Prime Minister's Economic Advisory Council (PMEAC) Chairman C Rangarajan today said he expects the Indian economy to grow by 8.5% in FY12 on the back of services sector and industry expansion, though he hinted that agriculture might not be a big contributor.
"It is my estimate that the Indian economy will grow at 8.5% in 2011-12. The growth from agriculture may not be so high, but services and industry compensate for that," Rangarajan said at the 26th Skoch Summit in Mumbai.
However, he added, "It is prudent to aim at a growth rate between 9% and 9.5%. Pushing the economy beyond that will run into problems."
In its monetary policy for 2011-12 released earlier, the RBI projected the economy to grow by 8% this fiscal, lower than the government's original forecast of 9%.
On inflation, Rangarajan said, "In the early decades of independence, the argument was that inflation was endemic in economic growth and led to very steep increases in prices. We should not let that happen in the years of high growth. (We must) re-anchor the inflationary expectations to the 4-5% comfort zone."
He also cited rising inflation as a "disturbing element".
On food inflation, he said, "The last few months have shown a declining trend in vegetable prices and it is expected that inflation will come down in the coming months, even though it may remain at a high level for some time."
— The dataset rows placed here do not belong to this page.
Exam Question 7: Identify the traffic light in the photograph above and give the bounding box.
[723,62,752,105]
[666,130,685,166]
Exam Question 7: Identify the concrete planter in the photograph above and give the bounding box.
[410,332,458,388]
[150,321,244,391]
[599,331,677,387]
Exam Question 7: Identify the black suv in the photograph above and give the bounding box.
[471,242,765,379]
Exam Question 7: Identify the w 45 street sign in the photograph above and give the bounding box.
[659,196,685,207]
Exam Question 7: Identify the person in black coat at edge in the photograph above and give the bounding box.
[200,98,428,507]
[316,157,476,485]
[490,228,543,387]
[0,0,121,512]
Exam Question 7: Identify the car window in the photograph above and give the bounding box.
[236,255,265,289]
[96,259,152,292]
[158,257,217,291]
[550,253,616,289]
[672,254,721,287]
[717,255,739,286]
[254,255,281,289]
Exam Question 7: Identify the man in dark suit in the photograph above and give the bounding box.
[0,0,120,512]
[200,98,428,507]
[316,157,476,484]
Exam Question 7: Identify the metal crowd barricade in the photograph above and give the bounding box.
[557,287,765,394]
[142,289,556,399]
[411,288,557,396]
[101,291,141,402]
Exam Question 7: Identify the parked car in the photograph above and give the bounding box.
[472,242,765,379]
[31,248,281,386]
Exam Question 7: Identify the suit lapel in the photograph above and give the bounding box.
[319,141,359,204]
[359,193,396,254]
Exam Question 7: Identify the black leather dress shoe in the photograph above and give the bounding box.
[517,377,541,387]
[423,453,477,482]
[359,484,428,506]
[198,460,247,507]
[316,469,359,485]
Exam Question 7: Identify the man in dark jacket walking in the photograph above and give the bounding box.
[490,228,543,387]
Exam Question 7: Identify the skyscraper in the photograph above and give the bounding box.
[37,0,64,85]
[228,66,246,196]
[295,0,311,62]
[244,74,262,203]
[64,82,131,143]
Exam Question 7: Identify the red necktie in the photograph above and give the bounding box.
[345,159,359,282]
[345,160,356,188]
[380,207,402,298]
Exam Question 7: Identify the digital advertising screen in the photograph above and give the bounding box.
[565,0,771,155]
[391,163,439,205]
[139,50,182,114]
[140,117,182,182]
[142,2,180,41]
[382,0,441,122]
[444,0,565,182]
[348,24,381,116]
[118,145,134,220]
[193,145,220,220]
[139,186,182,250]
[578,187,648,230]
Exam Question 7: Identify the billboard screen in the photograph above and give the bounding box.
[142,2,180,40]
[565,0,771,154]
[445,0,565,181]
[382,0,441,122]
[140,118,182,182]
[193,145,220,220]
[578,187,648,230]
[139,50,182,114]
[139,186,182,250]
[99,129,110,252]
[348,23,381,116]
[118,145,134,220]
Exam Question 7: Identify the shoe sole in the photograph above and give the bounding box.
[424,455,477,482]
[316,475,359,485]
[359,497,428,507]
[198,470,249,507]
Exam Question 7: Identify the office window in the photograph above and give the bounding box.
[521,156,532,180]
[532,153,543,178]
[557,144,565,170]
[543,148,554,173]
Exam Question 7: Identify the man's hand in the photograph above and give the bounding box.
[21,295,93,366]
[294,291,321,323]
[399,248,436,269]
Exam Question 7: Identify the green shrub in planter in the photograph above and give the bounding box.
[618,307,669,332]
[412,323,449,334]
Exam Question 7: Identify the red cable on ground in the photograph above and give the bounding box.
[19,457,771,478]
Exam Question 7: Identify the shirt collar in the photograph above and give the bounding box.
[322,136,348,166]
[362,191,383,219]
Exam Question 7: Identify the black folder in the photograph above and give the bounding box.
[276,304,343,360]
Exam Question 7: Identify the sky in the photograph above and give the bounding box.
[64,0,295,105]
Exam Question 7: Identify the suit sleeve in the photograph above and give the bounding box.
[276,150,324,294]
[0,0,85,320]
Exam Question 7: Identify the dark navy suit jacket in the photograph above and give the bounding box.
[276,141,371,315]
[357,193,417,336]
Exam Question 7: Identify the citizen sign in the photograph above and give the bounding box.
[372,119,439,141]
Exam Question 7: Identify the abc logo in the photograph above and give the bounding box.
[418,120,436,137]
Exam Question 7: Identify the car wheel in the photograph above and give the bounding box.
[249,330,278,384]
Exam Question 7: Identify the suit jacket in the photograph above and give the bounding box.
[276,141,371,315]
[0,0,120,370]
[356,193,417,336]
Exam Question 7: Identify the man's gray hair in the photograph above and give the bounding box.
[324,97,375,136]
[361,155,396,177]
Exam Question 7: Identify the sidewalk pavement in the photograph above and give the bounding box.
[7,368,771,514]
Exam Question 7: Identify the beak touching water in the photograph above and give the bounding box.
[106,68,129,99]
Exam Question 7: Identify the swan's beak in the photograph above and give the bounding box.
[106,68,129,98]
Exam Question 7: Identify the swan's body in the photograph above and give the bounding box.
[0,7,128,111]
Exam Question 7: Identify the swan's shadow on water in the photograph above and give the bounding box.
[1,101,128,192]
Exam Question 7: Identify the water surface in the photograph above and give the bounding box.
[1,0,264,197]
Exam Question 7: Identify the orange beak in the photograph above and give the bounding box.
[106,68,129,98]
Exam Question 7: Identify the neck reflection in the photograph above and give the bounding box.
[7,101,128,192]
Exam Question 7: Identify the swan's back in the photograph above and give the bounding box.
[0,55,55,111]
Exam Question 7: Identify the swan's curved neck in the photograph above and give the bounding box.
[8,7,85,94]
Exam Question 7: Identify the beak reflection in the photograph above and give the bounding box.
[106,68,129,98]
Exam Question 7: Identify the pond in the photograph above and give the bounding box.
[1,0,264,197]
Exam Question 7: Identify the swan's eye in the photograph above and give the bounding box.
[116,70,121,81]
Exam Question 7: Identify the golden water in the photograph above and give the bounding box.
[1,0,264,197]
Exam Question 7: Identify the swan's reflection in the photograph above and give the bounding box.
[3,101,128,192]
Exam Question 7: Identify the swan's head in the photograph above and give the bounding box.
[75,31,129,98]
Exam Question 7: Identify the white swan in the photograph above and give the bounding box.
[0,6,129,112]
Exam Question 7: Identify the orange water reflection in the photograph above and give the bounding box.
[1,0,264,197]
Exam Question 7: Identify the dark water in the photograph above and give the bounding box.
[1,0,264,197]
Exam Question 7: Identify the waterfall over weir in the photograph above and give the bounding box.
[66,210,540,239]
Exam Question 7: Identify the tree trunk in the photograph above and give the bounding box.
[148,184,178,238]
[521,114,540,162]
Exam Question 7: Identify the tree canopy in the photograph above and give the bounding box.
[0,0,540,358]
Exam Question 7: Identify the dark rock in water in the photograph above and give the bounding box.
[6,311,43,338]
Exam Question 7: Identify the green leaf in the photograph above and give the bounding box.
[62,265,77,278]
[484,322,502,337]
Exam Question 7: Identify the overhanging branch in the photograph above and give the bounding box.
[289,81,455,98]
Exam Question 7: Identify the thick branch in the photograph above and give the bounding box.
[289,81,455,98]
Food inflation shot up to 8.55% for the week ended May 14, the highest level in four weeks, as prices of fruits, cereals and protein-based items escalated.
However, he was hopeful of seeing overall inflation coming down to 6% to 6.5% by March, 2012.
For the month ended April, overall inflation came down marginally to 8.66% on the back of moderation in prices of certain food items, in line with the government's expectations.
"The farm economy and the power sector are the two sectors which pose a major challenge in the medium term," Rangarajan added.
He also stressed upon the need to reduce the current account deficit to 2.5% of the Gross Domestic Product (GDP) of the country, saying, "Over a longer period of time, we need to keep the current account deficit at 2.5% of the GDP. We should strive to maintain the fiscal deficit at 4.6% even if it entails cutting subsidy."
The country's current account deficit stands at around 3%. The fiscal deficit has been projected at 4.6% of the GDP in the 2011-2012 Budget.
On the environment versus growth debate, Rangarajan said, "At our present stage of development, we can not afford to sacrifice growth. Growth is an important factor in generating employment and reducing poverty. It is key to improving the living standards of our people."